A Case Against U.S. Dollarization

Challenge, July, 2000 by George von Furstenberg

One way of explaining the difference between unilateral and multilateral monetary union is to think of what happens when a minor national airline company gets such a bad reputation that almost all air travelers, foreign and domestic, prefer to fly on other carriers. Eventually that bankrupt airline and all its local airbusing and landing rights are sold to a foreign carrier for a penny, and good riddance.

But what if the small national airline had in fact been well run but now was unable to overcome the enormous network and code-sharing externalities that it could not enjoy as long as it remained on its own? It would then seek a timely business combination, such as a friendly merger, that did not imply being closed down and declared dead for foreign vultures. Even if the small airline were to lose its national identity through an exchange of shares in the surviving carrier, there would then be full maintenance of value and, indeed, the creation of new value, for both the acquired and acquirer, through an economically efficient merger. By contrast, if the acquirer refused a timely merger, declined to give anything of value, and instead waited until the small national carrier had gone belly-up, then one has a picture of the industrial-relations equivalent of what happens under unilateral monetary union.
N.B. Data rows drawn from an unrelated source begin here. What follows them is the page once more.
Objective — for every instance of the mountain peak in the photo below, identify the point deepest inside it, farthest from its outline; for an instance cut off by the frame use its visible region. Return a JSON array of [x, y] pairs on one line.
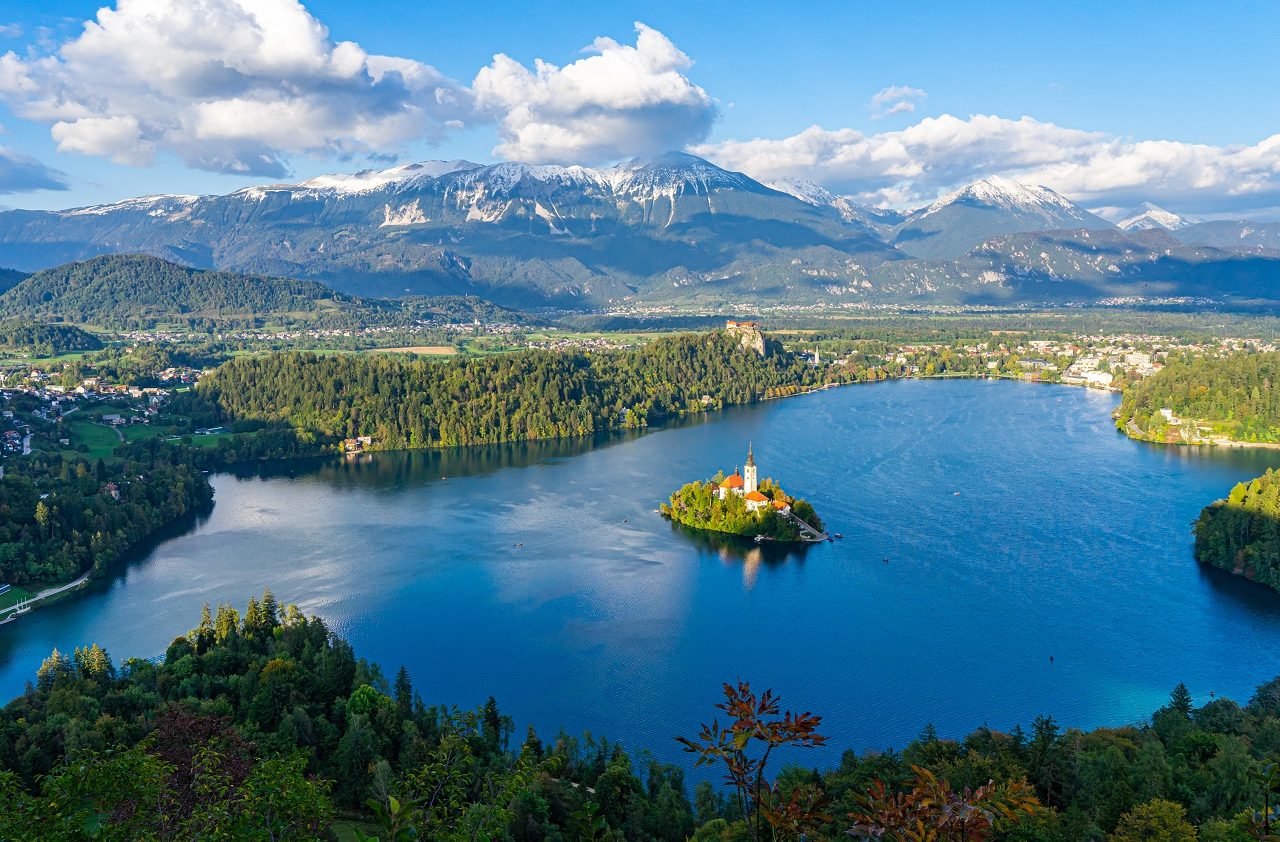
[[804, 190], [1147, 216], [997, 191], [369, 179]]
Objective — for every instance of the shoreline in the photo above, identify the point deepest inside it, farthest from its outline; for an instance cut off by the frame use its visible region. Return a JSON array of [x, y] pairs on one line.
[[60, 590], [19, 609]]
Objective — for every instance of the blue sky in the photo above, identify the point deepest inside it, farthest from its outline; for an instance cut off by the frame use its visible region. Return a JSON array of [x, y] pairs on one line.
[[1171, 103]]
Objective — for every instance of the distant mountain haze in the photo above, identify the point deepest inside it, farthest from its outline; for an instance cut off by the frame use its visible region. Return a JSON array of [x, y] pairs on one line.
[[670, 229]]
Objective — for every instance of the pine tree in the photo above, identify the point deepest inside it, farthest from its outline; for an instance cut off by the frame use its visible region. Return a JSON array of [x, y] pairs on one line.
[[204, 635], [225, 623], [403, 694], [1180, 700], [252, 618], [270, 616]]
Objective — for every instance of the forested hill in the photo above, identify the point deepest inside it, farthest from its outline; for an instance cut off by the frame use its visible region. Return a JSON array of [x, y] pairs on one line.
[[45, 341], [1235, 396], [10, 278], [265, 726], [531, 394], [136, 291], [1242, 532]]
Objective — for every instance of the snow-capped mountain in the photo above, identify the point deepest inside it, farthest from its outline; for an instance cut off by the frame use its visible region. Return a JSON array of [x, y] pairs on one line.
[[520, 233], [1234, 233], [673, 227], [881, 220], [1147, 216], [961, 220]]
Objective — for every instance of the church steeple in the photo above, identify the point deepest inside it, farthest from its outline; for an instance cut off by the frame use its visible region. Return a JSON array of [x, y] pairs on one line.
[[749, 483]]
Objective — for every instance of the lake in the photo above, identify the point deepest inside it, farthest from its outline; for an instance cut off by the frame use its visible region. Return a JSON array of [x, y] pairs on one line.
[[988, 526]]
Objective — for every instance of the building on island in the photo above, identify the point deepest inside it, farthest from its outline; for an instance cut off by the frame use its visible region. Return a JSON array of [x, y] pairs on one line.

Many applaud complete dollarization, the least adaptable and least giving form of monetary union, as more stable and efficient than carrying on with heavily protected, poorly maintained, and ultimately doomed mini-carriers of monetary services, particularly in South and Central America and in the Caribbean. Others would say that taking a dangerous toy away from a small country is all to the good, without acknowledging that its customer base should be worth something. By definition, Pyrrhic victories do not last, but neither do those that are completely unrestrained. On the European continent, commanders often could lay siege and starve out a free city rather than come to terms with its citizens if theirs was the only army and cavalry in the field. A few far-sighted field marshals chose the latter course, sparing the city nonetheless, and they tend to be remembered as builders of history.

Multilateral union is much kinder to small countries than joining a monetary union unilaterally, per unassisted formal dollarization. It does not expropriate their national monetary asset through annihilation and foreign replacement. Rather it transforms this asset from a national to a multinational form and makes it whole in the process. For even if a country had lost part of the domestic component of its monetary base, and hence part of its national seignorage, through currency substitution to the dominant international currency in the region, its seignorage share would be based on estimates of all of the common currency circulating within it after monetary union. The deutsche mark notes that account for 10-20 percent of Poland's currency supply, together with U.s. dollars and zloty, now still yield a flow of seignorage benefits to Germany--via interest saved on the debt that the German government otherwise would have issued. However, this foreign fraction will become part of Poland's own euros and seignor age share once Poland has joined the European Monetary Union, as well may happen in the course of this decade. In addition, the head of Poland's national bank (NBP) then will have a seat on the European Central Bank (ECB) Council, like every other member, thus acceding through a merger of equals. Financial and banking systems, once cleaned up and properly provisioned and mutually supervised, will start to mesh throughout a wider European monetary region, so that even country risk will drop sharply. Poland, incidentally, has had a per capita gross domestic product (GDP) that in 1997 was about the same as that of Mexico at the prevailing average exchange rates. Hence multilateral monetary union need not be a rich-country exclusive.